Over the same time period the S&P500 is up almost 7%, so the insurance companies underperformed the stock market as a whole by some 18%.


Nate Silver runs 538, highly respected liberal polling blog.

Followed Me Home, Honest


Elinor Ostrom: Honorary Contrarienne

And the others, too.
I know it's a hackneyed phrase, but we've come a long way, baby.



Ostrom was the first woman to win Nobel Memorial Prize in Economic Sciences since it was founded in 1968, and the fifth woman to win a Nobel award this year — a record for the prestigious honors.
Random Thoughts Dept.
Elinor Ostrom looks like my Gramma Bertha.
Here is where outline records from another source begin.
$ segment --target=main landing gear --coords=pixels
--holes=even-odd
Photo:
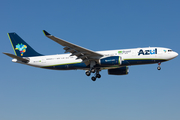
[[[86,75],[90,76],[91,73],[95,73],[95,75],[93,77],[91,77],[91,80],[96,81],[96,78],[101,78],[101,75],[99,74],[99,71],[100,71],[100,69],[92,68],[91,70],[86,71]]]
[[[161,70],[161,63],[160,63],[160,62],[158,63],[157,69],[158,69],[158,70]]]

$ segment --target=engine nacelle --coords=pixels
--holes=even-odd
[[[100,65],[121,65],[120,56],[111,56],[99,60]]]
[[[127,75],[128,73],[129,73],[128,67],[121,67],[121,68],[108,70],[109,75]]]

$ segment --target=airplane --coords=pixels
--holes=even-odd
[[[12,62],[33,67],[52,70],[85,70],[85,74],[92,81],[101,78],[100,71],[108,70],[109,75],[127,75],[128,66],[158,63],[169,61],[178,56],[172,49],[163,47],[145,47],[134,49],[119,49],[108,51],[92,51],[73,43],[57,38],[43,30],[46,37],[64,46],[66,54],[42,55],[36,52],[16,33],[8,33],[15,55],[4,53],[13,58]]]

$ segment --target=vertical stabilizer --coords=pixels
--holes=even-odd
[[[42,56],[41,54],[36,52],[30,45],[28,45],[22,38],[20,38],[16,33],[8,33],[8,36],[16,56]]]

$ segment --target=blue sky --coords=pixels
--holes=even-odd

I, on the other hand, am often mistaken for Angelina Jolie's sister.

Sunday, October 11, 2009

Wanda On Viagra

"I think if you're over 75 and you want those pills, you should have to bring a note from three women who want to fuck you."

Random Thoughts

Liz Cheney, Mary Cheney. I get the two mixed up. Which one is pregnant? Which one is the — gasp! heterosexual?
It doesn't matter. They both defend a war criminal parent.

Linkins Talking Heads

Jason Linkins' take each Sunday morning on the talk show blathering is an acquired taste. I have acquired it.
I would call this Sunday Friviality but somehow that sounds lame.
WARNING: Afghanistan is discussed at times.
Meanwhile, Panel Time! Obama won a Nobel Peace Prize, for albatrosses! Liz Cheney says that it's premature, but that maybe he can send the mother of a fallen American soldier to Oslo to participate in what she calls a "farce." She is concerned somehow, that Obama does not believe in "American dominance," whatever the hell that is. Juan Williams offers that it is a repudiation of Bush-Cheney foreign policy of pointless bellicosity which then leads to failed military strategies. Bill Kristol calls it an "anti-American" award, that should have been refused, but that the second-best thing to do is to go to Oslo and give a "pro-American" speech on American exceptionalism. Exceptional fast-food and exceptional dance moves. And Nina Easton thinks it will hurt him, political, because pundits say it will hurt him, like Nina Easton, who just did so.
...While we're FLOWING, maybe someone on this panel would be so good as to FLOW ME UP an explanation of how the 40,000 additional troops will be used. Because right now, it seems like an article of faith that this magic number of troops will somehow win positive-sum outcomes through...I don't know....SHIT THEY LEARNED AT HOGWARTS? See. This is where you'd prefer a general to say, "Hey, we just had an election go south, we're having trouble outcompeting the Taliban on governance, we probably need additional resources, but what we really need is a new approach with a significant magnitude of change." OH WAIT. WE ACTUALLY DO HAVE A GENERAL SAYING THAT.